The report on the Polish judges included citations from Amnesty International, Human Rights Watch, the findings of a United Nations special rapporteur and a statement from the Council of Bars and Law Societies of Europe, according to the report.

Galati, a constitutional lawyer and sole practitioner in Toronto, suggested the third letter be removed. Galati has acted on some high-profile cases about Canada’s judiciary, including his 2013 intervention into the appointment of federal Court of Appeal judge Marc Nadon, who was ultimately blocked from the Supreme Court. Galati is also widely credited with launching an inquiry that expanded the age cap of 75 to more of Canada’s federal judges.

“Let the European Court of Justice decide if that’s a breach of the rule of law,” Galati tells Legal Feeds.

“Our government does all sorts of things to our judiciary for political reasons,” Galati says. “They don’t appoint enough diverse judges, for instance. I see that as politically discriminatory. . . . We like [former U.S. president Barack] Obama, therefore, the rule of law under Obama was OK? We don’t like [U.S. president Donald] Trump, therefore, the rule of law under Trump isn’t OK? That’s where we are going.”

Bencher Raj Sharda, who practises at Sharda Law Office in Toronto and Brampton, Ont., seconded Galati’s suggestion to remove the letter from the report rather than approve the report as a whole.

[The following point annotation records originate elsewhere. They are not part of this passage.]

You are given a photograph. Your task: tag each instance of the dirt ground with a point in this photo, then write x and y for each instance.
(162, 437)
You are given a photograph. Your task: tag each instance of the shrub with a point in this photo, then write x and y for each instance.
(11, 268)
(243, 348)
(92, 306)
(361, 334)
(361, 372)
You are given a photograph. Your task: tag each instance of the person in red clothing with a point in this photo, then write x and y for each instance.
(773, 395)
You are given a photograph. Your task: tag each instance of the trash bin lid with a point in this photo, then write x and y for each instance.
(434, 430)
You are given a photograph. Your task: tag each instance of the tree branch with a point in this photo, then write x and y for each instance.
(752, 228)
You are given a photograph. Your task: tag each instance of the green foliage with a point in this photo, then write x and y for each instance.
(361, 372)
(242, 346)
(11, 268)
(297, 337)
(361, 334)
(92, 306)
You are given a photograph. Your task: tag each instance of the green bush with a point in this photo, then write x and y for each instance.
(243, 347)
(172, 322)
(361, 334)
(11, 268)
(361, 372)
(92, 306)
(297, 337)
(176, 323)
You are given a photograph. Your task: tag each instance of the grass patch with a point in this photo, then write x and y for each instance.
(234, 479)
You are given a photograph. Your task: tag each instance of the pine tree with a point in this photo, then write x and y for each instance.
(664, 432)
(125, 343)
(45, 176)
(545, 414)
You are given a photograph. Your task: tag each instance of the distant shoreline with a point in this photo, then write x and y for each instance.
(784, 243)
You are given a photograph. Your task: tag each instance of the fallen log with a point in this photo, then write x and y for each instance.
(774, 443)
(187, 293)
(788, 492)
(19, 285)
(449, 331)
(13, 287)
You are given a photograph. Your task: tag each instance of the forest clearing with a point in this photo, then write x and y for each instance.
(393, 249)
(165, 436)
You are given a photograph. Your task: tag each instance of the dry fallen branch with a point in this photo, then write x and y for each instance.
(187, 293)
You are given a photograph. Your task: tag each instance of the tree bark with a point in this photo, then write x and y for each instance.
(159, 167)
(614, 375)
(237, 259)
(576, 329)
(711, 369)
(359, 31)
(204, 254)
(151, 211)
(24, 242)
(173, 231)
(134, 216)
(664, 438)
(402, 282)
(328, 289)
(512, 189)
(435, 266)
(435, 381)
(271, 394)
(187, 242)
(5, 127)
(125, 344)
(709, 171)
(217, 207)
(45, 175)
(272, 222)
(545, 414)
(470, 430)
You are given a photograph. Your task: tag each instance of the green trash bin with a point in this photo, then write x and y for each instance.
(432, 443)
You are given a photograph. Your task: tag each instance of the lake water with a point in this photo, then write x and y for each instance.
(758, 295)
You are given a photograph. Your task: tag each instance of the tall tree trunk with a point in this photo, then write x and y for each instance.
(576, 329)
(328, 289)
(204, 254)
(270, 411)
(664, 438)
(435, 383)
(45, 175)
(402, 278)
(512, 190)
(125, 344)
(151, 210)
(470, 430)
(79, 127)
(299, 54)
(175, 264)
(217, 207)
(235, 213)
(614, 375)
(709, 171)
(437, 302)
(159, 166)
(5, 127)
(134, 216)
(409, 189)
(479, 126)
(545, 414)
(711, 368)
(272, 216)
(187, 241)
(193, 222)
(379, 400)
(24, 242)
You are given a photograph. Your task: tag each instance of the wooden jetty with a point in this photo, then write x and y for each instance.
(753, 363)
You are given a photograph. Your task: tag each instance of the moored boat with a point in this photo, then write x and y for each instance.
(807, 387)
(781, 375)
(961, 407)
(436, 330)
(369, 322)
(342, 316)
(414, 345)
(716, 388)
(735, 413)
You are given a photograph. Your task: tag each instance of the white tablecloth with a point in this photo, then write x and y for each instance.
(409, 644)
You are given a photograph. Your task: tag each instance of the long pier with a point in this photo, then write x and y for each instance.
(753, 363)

Bencher Janet Leiper, a former Toronto integrity commissioner, moved to amend Galati’s motion to send the report back to the committee for further research to be re-presented to Convocation.

Janis Criger, president of the Ontario Deputy Judges Association, was one of several who spoke in favour of the report at Convocation, noting the extensive research done by the Human Rights Monitoring Group and the importance of upholding the rule of law in the face of tyranny.

“The tension, I think, is between those who would take what was before Convocation based on the recommendation of the Human Rights Monitoring Group and the work that was done and those who were concerned, I think — the fact that this was a country within the European Union and subject to [its] own constitution within that commutative framework — should have the result that we should be less likely to intervene, Treasurer Malcolm Mercer told reporters. “I thought it was a good, healthy debate.”

Ultimately, the report was approved with all three letters in a close vote, 22 to 21. Sharda, who originally supported withdrawing the letter about the Polish judiciary and might have tied up the vote, abstained from the vote, citing in the roll call the confusing wording of the amended motion.

Although Galati ended up in the minority, with several benchers expressing confusion over the voting process, he tells Legal Feeds he does not think there should be a recount or other type of roll call.

Rather, he says, the law society should consider whether its initiatives come off as “arrogant” or “holier than thou.”

“Jailing an Iranian lawyer in the most infamous prison in the world is different from forcing the chief justice of Poland to retire 15 years earlier, don’t you think? Where is the human rights abuse in that? All of a sudden your tenure is a human rights issue?” Galati says. “The law society has no place doing this on this scale. The law society has a place sending letters saying, ‘Listen, you jailed a lawyer for doing his job and we’re concerned about that.’”

“Let’s apply these standards to ourselves first before we do it to others.”